For constructing the design matrix, we don't care about the individual stimuli that only differ in their phase: our events are the presentations of new stimulus classes / trial_type, so we drop all the other stimuli.
In [29]:
design_df = tsv_df.drop_duplicates('trial_type', keep='first')
# Those with a non-empty note field are blank trials. We're not modeling them here, so we drop them
design_df = design_df[design_df.note=="n/a"]
Now we need to convert these to to TR times. First we find the onset times of TRs, in seconds, relative to the first TR. We then create a giant matrix where each row is a different stimulus onset time and then, in each column, subtract a TR onset time (so this matrix will be num_conditions x num_TRs). If we then round this difference-in-time matrix and look for the 0s, we've found what TR onset is closest to the onset of the stimuli. Note that this won't make sense for a lot of entries; some of them start almost exactly halfway through a TR. But, because of how we defined our experiment, our class transitions should happen right around a TR onset (if the timings of the scanner and the stimulus computer were perfect, then they would be exactly the same; as it is they probably differ by a few milliseconds) and so this will work
In [31]:
TR = layout.get_metadata(nii_file)['RepetitionTime']

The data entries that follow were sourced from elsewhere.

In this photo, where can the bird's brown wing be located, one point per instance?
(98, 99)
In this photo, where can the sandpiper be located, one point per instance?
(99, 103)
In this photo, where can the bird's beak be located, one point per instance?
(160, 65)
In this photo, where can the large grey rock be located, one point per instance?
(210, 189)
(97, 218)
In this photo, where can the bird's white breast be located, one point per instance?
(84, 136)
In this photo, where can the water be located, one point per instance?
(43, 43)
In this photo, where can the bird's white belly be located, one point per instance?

TR_times = [TR * i for i in range(n_TRs)]
In [32]:
stim_times = design_df['onset'].values
stim_times = np.expand_dims(stim_times,1)

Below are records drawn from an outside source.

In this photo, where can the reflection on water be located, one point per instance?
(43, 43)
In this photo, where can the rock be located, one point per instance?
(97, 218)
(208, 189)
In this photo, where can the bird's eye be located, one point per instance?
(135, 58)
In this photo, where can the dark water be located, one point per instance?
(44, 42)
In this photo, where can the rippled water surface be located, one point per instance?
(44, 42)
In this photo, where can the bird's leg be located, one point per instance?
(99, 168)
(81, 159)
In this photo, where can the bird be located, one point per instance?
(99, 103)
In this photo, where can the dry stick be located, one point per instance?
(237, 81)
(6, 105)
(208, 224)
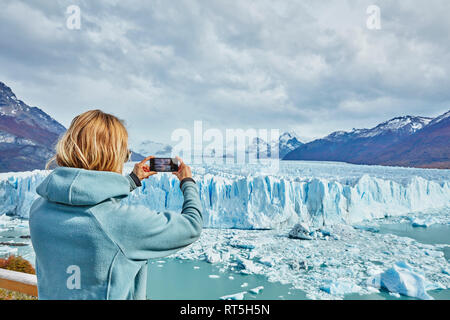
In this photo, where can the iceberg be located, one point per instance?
(401, 279)
(249, 197)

stim_times = np.repeat(stim_times, n_TRs, 1)
In [33]:
time_from_TR = np.round(stim_times - TR_times)
design_df['Onset time (TR)'] = np.where(time_from_TR==0)[1]
And we create our design matrix, iterate through throw our design_df and put a one where each class shows up in a TR.
In [34]:
# because the values are 0-indexed
design_matrix = np.zeros((n_TRs, design_df.trial_type.max()+1))
for i, row in design_df.iterrows():
row = row[['Onset time (TR)', 'trial_type']].astype(int)
design_matrix[row['Onset time (TR)'], row['trial_type']] = 1
To make sure things work correctly, we look at our axis sums: each class (axis 1) should show up exactly once and each TR (axis 0) should have 0 or 1 classes in it
In [35]:
print("Each entry represents one of our %d classes:" % design_matrix.shape[1])
print(design_matrix.sum(0))
print("Each entry represents one of our %d TRs:" % design_matrix.shape[0])
print(design_matrix.sum(1))
And now we can look at our design matrix for this run!
In [36]:
sfp.design_matrices.plot_design_matrix(design_matrix, 'Design matrix for run 1')
The function sfp.design_matrices.create_all_design_matrices creates the design matrices for multiple runs and saves them as .tsv files so they can be read into matlab.
In order to create them efficiently, run sfp/design_matrices.py from the command line (see its help string for details as to how).
Actually running the first-level analysis requires matlab and should be run on the cluster, since they require Kendrick Kay's GLMdenoise package and use a lot of memory. After you've finished getting the results, examined the $R^2$ values to make sure they make sense, and arranged them into a pandas DataFrame, then you're ready for the next notebook, where we analyze these results.